The trial was the first phase 3 global registration trial evaluating the efficacy and safety of tirzepatide in adults with obesity, or overweight with at least one comorbidity, who do not have diabetes. It enrolled a total of 2,539 participants.

Data show tirzepatide met both co-primary endpoints of superior mean percent change in body weight from baseline and greater percentage of participants achieving body weight reductions of ≥5% compared to placebo for both estimands.

For the efficacy estimand, individuals taking tirzepatide achieved average weight reductions of 16.0% (35 lb or 16 kg on 5 mg), 21.4% (49 lb or 22 kg on 10 mg) and 22.5% (52 lb or 24 kg on 15 mg) compared to placebo (2.4% 5lb. or 2 kg).

Furthermore, the findings showed 89% (5 mg) and 96% (10 mg and 15 mg) of people taking tirzepatide achieved ≥5% body weight reduction compared to 28% of those taking placebo.

In a key secondary endpoint, 55% (10 mg) and 63% (15 mg) of people taking tirzepatide achieved at least 20% body weight reductions compared to 1.3% of those taking placebo. The mean baseline body weight of individuals was 231 lb.

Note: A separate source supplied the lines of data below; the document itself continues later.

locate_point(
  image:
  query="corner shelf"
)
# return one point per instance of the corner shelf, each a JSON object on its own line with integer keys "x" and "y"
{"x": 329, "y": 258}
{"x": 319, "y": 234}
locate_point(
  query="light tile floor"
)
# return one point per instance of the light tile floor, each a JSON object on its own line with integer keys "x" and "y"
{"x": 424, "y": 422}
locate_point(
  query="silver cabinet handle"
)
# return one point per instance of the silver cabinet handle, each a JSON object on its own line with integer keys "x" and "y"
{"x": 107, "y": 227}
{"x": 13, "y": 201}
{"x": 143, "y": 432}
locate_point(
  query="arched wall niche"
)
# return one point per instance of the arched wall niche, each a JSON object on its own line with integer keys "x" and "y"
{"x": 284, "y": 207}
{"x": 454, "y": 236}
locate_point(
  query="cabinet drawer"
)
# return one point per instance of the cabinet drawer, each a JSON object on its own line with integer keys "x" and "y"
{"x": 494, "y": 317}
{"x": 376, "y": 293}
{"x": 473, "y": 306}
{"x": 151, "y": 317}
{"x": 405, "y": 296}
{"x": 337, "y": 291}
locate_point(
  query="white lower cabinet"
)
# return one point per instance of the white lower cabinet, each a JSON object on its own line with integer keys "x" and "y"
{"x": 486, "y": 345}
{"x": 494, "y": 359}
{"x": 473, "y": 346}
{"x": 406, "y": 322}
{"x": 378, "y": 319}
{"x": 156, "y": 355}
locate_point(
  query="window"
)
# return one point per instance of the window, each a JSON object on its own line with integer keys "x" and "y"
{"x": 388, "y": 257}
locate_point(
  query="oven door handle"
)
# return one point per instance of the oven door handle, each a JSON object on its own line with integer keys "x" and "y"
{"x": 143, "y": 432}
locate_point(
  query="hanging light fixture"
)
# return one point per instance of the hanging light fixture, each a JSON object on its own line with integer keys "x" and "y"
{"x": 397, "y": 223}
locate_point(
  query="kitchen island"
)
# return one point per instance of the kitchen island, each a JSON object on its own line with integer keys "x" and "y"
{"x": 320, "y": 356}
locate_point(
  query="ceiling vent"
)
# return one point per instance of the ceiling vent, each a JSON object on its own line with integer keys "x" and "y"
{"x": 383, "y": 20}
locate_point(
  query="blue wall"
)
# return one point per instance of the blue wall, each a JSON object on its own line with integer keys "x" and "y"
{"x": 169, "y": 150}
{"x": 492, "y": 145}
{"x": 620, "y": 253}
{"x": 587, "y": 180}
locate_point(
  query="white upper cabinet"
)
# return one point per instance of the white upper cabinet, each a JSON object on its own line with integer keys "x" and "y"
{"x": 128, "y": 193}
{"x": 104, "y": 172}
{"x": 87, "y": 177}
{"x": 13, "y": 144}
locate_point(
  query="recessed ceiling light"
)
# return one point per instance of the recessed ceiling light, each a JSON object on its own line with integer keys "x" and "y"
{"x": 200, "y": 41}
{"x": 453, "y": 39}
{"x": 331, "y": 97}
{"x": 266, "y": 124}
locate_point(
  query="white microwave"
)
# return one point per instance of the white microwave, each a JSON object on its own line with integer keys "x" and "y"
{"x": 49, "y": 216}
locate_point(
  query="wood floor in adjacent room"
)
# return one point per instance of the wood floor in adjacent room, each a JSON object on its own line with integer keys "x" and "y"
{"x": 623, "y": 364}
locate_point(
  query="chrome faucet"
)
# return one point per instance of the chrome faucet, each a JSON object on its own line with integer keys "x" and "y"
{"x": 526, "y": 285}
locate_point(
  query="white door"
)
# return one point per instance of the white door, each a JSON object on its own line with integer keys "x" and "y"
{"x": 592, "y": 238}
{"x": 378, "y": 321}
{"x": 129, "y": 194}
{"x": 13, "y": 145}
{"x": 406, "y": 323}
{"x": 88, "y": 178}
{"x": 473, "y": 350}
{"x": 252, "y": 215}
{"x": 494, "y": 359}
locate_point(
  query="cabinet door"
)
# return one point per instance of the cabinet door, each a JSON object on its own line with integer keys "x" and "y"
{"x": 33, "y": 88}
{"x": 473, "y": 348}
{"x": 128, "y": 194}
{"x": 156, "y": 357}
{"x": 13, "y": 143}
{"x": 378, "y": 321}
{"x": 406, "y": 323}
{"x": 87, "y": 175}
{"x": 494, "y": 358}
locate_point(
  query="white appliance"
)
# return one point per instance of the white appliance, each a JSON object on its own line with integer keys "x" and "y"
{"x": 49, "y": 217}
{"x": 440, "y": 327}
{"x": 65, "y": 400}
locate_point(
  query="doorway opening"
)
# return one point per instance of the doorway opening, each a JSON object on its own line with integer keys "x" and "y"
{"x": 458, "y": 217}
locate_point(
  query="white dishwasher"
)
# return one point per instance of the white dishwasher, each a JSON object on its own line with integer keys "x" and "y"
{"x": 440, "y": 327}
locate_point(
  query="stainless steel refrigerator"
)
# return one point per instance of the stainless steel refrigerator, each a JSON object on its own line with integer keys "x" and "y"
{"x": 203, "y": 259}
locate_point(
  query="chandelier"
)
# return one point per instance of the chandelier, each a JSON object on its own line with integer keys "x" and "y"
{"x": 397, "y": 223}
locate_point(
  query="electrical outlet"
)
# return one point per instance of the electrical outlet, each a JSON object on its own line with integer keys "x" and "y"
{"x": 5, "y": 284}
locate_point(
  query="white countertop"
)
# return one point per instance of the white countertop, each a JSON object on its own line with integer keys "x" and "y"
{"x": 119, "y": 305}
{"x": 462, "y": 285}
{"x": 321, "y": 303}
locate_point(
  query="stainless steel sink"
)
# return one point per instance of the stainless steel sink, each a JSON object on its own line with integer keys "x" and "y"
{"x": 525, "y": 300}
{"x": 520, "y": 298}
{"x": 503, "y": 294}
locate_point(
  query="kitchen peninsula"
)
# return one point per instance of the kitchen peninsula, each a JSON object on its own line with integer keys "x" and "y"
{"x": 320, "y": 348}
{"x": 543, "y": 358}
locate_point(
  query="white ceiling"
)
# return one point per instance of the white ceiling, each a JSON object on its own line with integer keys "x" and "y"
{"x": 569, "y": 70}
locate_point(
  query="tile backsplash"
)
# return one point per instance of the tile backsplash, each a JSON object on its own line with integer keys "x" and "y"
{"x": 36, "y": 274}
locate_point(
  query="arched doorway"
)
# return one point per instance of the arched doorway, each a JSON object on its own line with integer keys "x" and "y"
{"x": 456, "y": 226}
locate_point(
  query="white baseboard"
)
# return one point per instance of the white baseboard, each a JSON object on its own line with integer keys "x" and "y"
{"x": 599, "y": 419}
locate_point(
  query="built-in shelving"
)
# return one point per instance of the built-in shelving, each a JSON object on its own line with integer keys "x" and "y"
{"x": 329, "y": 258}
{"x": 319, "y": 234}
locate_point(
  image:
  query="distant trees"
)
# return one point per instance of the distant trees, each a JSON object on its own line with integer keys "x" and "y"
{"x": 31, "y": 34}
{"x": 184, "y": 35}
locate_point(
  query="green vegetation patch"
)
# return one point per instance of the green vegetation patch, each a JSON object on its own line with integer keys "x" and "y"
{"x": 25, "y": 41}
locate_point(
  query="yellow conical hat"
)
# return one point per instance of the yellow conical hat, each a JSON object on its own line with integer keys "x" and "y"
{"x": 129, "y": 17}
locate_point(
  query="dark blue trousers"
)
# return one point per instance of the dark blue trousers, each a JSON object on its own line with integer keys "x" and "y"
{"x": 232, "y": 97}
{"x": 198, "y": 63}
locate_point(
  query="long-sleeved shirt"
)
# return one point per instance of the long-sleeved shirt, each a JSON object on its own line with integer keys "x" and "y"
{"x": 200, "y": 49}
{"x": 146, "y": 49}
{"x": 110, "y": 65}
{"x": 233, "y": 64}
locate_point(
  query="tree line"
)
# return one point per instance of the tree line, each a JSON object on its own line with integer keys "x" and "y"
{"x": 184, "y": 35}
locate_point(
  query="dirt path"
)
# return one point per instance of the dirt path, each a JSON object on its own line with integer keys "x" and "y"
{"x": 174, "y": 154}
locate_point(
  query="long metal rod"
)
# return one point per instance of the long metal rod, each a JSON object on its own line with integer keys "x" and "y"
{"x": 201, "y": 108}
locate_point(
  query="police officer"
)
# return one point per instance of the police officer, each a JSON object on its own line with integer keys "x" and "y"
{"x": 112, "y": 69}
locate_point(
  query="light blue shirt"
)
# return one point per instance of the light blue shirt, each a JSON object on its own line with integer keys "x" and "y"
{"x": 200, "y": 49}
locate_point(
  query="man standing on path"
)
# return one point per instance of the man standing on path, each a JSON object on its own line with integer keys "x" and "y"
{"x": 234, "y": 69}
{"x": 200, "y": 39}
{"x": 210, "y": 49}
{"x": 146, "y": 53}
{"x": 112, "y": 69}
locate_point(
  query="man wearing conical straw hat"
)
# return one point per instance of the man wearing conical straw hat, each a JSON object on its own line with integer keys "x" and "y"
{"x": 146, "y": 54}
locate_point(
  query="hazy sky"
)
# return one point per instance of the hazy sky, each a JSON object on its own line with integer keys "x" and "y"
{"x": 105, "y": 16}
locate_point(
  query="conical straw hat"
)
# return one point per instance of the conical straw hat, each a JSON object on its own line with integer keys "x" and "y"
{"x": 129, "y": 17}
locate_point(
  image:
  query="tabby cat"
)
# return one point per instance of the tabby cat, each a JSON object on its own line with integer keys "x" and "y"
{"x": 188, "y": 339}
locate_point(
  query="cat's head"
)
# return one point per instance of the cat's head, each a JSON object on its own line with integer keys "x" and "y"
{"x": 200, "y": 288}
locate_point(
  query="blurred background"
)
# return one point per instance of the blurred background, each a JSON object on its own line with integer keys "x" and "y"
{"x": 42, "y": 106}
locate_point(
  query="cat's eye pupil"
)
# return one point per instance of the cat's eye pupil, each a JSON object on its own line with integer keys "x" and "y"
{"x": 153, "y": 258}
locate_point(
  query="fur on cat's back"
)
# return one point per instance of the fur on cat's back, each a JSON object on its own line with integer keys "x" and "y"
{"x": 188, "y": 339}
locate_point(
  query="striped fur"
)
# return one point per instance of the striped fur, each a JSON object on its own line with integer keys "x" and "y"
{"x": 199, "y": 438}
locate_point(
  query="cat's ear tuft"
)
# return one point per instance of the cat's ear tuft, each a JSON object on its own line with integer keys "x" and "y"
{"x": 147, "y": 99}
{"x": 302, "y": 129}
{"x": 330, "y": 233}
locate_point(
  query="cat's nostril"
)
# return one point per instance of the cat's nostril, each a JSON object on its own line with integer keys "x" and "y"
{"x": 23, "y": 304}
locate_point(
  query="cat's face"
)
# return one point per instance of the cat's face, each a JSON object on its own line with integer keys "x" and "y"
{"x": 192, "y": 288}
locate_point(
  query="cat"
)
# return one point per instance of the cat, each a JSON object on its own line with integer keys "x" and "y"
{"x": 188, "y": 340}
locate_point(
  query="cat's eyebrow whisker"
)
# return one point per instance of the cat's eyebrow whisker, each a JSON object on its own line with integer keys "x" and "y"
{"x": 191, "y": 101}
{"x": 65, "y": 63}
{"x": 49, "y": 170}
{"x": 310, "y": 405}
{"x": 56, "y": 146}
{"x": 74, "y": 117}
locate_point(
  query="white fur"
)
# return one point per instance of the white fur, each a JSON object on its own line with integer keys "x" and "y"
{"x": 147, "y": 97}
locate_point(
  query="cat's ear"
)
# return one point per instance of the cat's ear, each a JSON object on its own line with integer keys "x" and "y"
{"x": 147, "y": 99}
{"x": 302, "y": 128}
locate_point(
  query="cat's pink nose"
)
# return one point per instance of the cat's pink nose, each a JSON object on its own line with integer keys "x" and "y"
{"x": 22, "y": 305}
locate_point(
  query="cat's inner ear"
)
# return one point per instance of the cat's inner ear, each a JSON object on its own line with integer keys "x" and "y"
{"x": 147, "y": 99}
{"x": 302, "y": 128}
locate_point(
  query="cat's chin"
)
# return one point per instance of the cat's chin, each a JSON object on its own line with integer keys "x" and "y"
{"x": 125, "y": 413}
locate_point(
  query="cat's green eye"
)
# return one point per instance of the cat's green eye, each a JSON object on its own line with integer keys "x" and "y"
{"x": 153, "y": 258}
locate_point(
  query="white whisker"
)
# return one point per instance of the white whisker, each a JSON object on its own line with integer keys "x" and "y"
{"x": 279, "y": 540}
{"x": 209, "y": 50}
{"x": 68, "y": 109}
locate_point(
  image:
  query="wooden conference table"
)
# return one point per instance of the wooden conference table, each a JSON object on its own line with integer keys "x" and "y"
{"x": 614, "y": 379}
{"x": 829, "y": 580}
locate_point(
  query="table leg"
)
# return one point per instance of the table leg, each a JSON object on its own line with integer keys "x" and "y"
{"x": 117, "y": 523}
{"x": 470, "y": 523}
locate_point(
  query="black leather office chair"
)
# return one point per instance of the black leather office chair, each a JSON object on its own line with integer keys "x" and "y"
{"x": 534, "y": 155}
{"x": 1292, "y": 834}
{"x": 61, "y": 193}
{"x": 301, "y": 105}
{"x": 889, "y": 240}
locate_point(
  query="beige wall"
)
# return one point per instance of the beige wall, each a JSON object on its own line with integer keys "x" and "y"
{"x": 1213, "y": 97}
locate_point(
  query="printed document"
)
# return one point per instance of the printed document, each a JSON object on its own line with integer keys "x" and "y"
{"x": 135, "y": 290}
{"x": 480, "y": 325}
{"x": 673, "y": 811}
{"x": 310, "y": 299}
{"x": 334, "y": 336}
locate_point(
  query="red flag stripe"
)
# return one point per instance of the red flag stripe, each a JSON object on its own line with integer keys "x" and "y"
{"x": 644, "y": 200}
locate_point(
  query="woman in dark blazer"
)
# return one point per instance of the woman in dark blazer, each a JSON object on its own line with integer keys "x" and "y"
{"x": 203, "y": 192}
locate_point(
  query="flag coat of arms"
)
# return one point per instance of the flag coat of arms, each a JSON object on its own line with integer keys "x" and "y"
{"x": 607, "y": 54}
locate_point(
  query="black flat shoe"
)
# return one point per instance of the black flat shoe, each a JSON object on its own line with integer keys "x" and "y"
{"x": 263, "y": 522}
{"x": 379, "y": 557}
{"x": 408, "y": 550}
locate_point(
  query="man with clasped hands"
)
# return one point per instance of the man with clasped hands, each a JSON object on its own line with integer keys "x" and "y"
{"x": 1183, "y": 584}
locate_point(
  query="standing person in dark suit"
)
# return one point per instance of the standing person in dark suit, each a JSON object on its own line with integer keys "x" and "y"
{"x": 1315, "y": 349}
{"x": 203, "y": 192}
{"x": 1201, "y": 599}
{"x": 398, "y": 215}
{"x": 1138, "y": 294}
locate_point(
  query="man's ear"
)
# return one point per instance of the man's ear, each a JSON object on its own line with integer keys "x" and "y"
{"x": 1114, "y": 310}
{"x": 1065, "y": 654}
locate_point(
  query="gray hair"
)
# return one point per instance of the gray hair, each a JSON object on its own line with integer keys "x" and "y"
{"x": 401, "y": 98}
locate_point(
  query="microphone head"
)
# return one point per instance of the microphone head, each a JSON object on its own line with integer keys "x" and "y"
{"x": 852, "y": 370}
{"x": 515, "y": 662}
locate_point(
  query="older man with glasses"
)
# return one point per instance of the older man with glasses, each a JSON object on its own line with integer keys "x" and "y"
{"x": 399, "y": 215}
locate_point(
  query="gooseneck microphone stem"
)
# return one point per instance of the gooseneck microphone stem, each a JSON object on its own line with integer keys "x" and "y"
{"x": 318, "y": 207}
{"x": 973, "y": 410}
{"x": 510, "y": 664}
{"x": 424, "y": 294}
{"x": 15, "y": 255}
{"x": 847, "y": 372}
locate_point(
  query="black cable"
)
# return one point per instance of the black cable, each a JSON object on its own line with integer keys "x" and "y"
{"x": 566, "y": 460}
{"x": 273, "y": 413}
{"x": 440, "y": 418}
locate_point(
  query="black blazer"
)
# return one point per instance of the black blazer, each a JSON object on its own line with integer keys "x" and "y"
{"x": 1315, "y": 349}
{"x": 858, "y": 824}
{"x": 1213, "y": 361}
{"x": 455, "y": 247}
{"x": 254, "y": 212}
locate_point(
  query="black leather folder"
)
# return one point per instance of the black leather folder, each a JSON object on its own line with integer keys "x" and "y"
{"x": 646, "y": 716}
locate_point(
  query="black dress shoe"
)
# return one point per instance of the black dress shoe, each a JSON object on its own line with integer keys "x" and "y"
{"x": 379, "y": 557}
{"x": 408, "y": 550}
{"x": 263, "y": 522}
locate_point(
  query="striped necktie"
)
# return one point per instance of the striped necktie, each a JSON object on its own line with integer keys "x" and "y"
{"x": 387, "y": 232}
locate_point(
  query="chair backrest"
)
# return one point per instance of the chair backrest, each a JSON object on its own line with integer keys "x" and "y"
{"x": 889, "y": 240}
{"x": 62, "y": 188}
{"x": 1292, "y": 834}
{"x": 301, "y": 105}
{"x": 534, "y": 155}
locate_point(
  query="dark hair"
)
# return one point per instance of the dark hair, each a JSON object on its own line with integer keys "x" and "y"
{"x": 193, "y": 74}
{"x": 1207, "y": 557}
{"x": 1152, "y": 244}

Regarding the treatment regimen estimand, findings showed the average body weight reductions were 15.0% (5 mg), 19.5% (10 mg), 20.9% (15 mg), and 3.1% (placebo). Further, the percentage of individuals achieving body weight reductions of ≥5% were reported as 85% (5mg), 89% (10 mg), 91% (15mg), and 35% (placebo).

The data additionally show the percentage of patients achieving body weight reductions of ≥20%: 30% (5 mg, not controlled for type 1 error), 50% (10 mg), 57% (15 mg), and 3.1% (placebo).

Moreover, the overall safety and tolerability of the study agent was found similar to other incretin-based therapies approved for obesity treatment.

For individuals treated with tirzepatide (5 mg, 10 mg and 15 mg, respectively), nausea (24.6%, 33.3%, 31.0%), diarrhea (18.7%, 21.2%, 23.0%), vomiting (8.3%, 10.7%, 12.2%) and constipation (16.8%, 17.1%, 11.7%) were more frequently experienced, compared to placebo.

Treatment discontinuation rates due to adverse events were 4.3% (5 mg), 7.1% (10 mg), 6.2% (15 mg), and 2.6% (placebo).

Patients who had prediabetes at study commencement would remain enrolled in SURMOUNT-1 for an additional 104 weeks of treatment to evaluate the impact of the study agent on body weight and progression to type 2 diabetes at 3 years of treatment.

“Tirzepatide is the first investigational medicine to deliver more than 20 percent weight loss on average in a phase 3 study, reinforcing our confidence in its potential to help people living with obesity," said Jeff Emmick, MD, PhD, vice president, product development, Lilly in an accompanying statement.

Lilly has noted it will continue to evaluate findings from the SURMOUNT-1 trial and additional studies are ongoing for tirzepatide as a potential treatment for patients with obesity or overweight.